Philosophy is written in this grand book, the universe, which stands continually open to our gaze. But the book cannot be understood unless one first learns to comprehend the language and read the letters in which it is composed. It is written in the language of mathematics, and its characters are triangles, circles, and other geometric figures without which it is humanly impossible to understand a single word of it.

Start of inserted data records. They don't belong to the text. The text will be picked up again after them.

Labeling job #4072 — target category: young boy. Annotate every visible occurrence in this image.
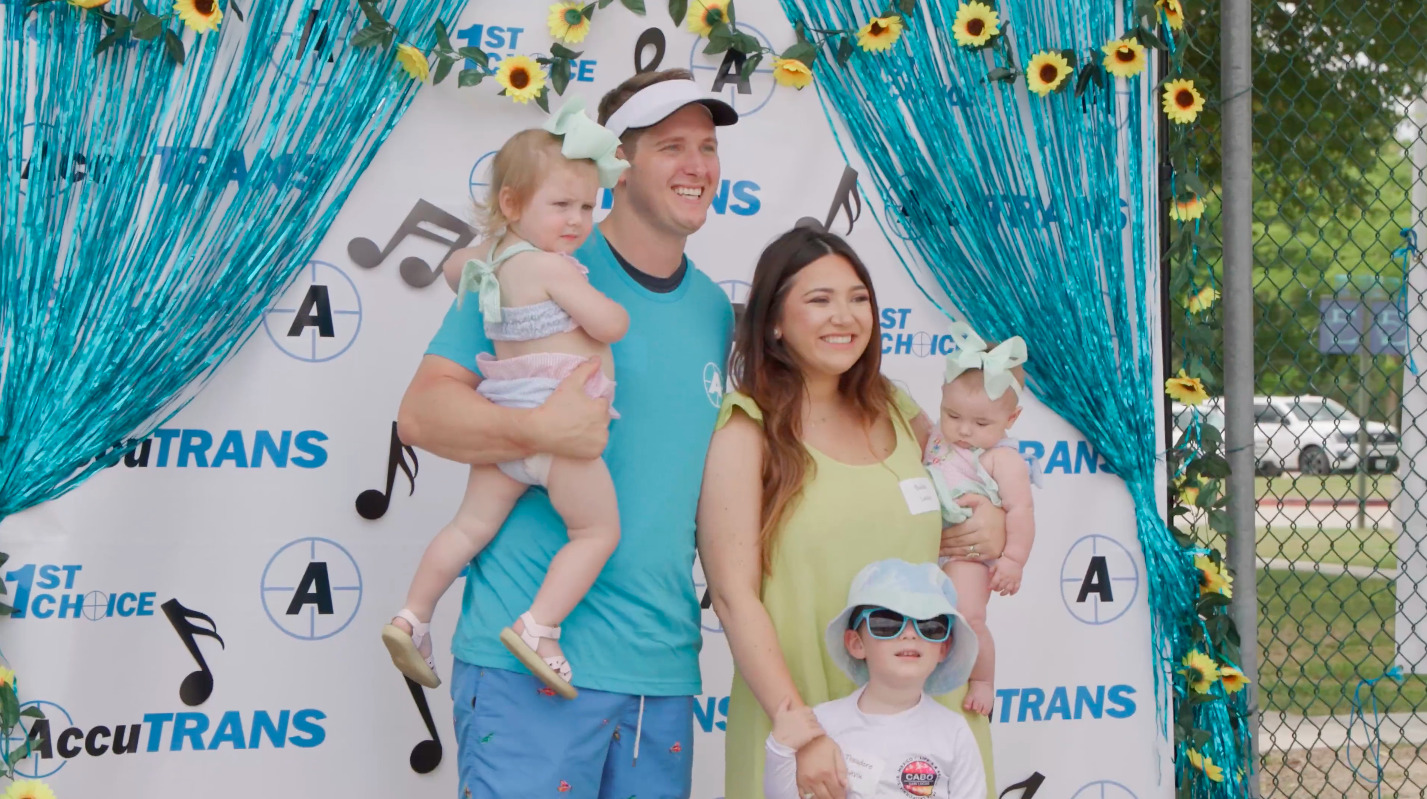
[763,559,986,799]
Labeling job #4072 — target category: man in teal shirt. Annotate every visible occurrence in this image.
[398,70,738,799]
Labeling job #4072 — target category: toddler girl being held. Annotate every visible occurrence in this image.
[381,100,629,698]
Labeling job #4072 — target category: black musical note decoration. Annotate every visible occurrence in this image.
[999,772,1046,799]
[357,422,421,519]
[347,200,475,288]
[402,678,441,773]
[160,599,227,708]
[793,164,862,235]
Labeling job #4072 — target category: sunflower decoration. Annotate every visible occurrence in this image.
[0,779,54,799]
[1102,39,1147,77]
[688,0,729,36]
[545,0,589,44]
[1026,50,1070,97]
[495,56,545,104]
[1169,193,1204,223]
[1164,78,1204,124]
[1184,285,1219,314]
[858,14,902,53]
[1180,649,1219,693]
[952,3,1000,47]
[773,58,812,88]
[1219,666,1249,693]
[397,41,431,83]
[1164,370,1209,407]
[1184,749,1224,782]
[1154,0,1184,30]
[174,0,223,33]
[1194,559,1243,596]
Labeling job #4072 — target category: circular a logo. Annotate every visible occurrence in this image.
[268,9,357,88]
[898,758,942,796]
[467,150,495,203]
[689,23,775,117]
[6,699,73,779]
[263,261,361,364]
[704,361,723,408]
[1070,779,1139,799]
[1060,535,1140,625]
[261,538,362,641]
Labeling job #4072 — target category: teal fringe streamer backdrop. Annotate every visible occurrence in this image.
[0,0,465,519]
[781,0,1247,798]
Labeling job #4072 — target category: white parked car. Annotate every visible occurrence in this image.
[1170,400,1283,477]
[1253,395,1397,475]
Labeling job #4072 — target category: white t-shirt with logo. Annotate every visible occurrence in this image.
[763,688,986,799]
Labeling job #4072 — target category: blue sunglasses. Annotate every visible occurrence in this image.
[848,608,952,643]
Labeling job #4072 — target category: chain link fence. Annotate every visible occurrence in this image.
[1169,0,1427,798]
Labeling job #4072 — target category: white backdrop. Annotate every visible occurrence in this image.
[0,1,1173,799]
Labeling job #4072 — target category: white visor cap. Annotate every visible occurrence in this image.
[605,80,738,136]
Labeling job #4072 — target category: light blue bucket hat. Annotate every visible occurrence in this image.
[825,558,977,696]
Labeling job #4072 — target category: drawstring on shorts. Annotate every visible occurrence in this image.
[631,696,644,766]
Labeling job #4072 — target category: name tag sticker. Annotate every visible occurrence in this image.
[902,477,942,516]
[842,752,885,799]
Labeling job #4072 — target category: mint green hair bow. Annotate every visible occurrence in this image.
[946,322,1026,400]
[544,97,629,188]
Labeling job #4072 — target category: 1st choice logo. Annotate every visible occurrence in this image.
[4,564,156,622]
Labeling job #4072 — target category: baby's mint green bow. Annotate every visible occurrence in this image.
[545,97,629,188]
[946,322,1026,400]
[455,258,501,322]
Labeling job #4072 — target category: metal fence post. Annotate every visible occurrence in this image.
[1220,0,1260,781]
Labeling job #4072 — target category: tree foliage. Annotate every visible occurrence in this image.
[1184,0,1427,224]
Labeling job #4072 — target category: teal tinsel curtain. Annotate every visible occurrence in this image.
[781,0,1249,798]
[0,0,465,519]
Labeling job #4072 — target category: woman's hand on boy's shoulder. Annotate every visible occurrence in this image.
[773,698,825,750]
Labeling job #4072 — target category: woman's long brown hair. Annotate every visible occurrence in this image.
[729,228,892,575]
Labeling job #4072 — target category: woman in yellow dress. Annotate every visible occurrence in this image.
[698,228,1006,799]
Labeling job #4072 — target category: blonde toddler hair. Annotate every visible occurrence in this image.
[475,127,565,238]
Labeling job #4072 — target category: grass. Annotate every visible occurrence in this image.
[1254,525,1397,569]
[1253,474,1397,501]
[1259,745,1427,799]
[1259,571,1427,716]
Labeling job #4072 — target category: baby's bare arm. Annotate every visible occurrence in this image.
[982,447,1036,565]
[539,254,629,344]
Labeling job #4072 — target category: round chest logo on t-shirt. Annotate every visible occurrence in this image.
[898,758,942,796]
[704,361,723,408]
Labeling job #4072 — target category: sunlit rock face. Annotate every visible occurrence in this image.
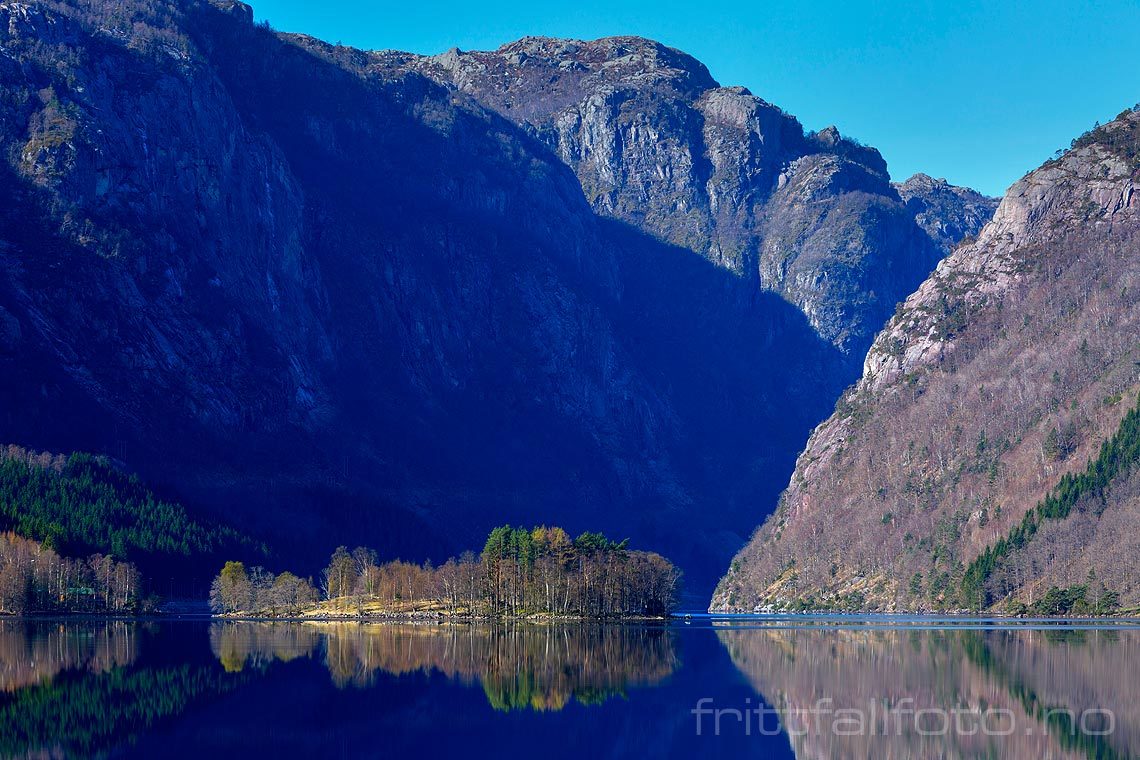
[410,36,993,362]
[0,0,989,593]
[713,109,1140,610]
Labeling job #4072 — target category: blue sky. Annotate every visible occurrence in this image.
[252,0,1140,195]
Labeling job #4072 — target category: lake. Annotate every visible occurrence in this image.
[0,616,1140,760]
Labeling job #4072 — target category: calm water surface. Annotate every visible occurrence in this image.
[0,618,1140,760]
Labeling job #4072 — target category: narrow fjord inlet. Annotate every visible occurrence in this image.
[0,0,1140,760]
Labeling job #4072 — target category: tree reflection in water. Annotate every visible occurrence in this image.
[210,621,678,711]
[717,626,1140,760]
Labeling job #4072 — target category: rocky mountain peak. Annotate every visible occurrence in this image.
[714,104,1140,610]
[416,36,985,357]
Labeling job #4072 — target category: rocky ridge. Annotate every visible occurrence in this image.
[713,111,1140,610]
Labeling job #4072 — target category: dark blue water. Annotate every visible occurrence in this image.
[0,618,1140,759]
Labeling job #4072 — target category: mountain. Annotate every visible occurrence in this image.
[713,109,1140,612]
[894,174,998,252]
[0,0,989,588]
[401,36,988,365]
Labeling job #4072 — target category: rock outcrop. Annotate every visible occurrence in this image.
[713,111,1140,610]
[0,0,998,589]
[410,36,988,366]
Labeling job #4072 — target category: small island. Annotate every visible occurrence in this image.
[210,525,681,620]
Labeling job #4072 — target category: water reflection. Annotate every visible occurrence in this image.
[210,622,678,711]
[717,626,1140,760]
[0,620,1140,760]
[0,620,138,693]
[0,619,245,758]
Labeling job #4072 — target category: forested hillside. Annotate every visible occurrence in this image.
[0,446,258,558]
[713,109,1140,613]
[0,0,984,594]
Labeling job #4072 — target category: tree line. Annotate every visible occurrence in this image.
[210,525,681,618]
[0,446,263,558]
[0,532,143,614]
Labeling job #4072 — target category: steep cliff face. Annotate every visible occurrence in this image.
[895,174,998,253]
[412,36,985,357]
[0,2,845,588]
[713,111,1140,610]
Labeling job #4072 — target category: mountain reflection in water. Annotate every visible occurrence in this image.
[0,616,1140,760]
[717,624,1140,760]
[210,622,677,711]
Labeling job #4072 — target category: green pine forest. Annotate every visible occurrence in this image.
[961,402,1140,615]
[0,447,264,559]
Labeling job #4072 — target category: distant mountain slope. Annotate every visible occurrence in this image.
[0,0,998,589]
[713,105,1140,610]
[0,2,842,588]
[408,36,992,357]
[895,174,998,253]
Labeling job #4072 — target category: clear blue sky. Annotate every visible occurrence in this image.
[252,0,1140,195]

 He also drew a distinction between the properties of external objects and the sensations they cause in us—i.e., the distinction between primary and secondary qualities. Publication of Il saggiatore came at an auspicious moment, for Maffeo Cardinal Barberini (1568–1644), a friend, admirer, and patron of Galileo for a decade, was named Pope Urban VIII as the book was going to press. Galileo's friends quickly arranged to have it dedicated to the new pope. In 1624 Galileo went to Rome and had six interviews with Urban VIII. Galileo told the pope about his theory of the tides (developed earlier), which he put forward as proof of the annual and diurnal motions of the Earth. The pope gave Galileo permission to write a book about theories of the universe but warned him to treat the Copernican theory only hypothetically. The book, Dialogo sopra i due massimi sistemi del mondo, tolemaico e copernicano (Dialogue Concerning the Two Chief World Systems, Ptolemaic & Copernican), was finished in 1630, and Galileo sent it to the Roman censor. Because of an outbreak of the plague, communications between Florence and Rome were interrupted, and Galileo asked for the censoring to be done instead in Florence. The Roman censor had a number of serious criticisms of the book and forwarded these to his colleagues in Florence. After writing a preface in which he professed that what followed was written hypothetically, Galileo had little trouble getting the book through the Florentine censors, and it appeared in Florence in 1632.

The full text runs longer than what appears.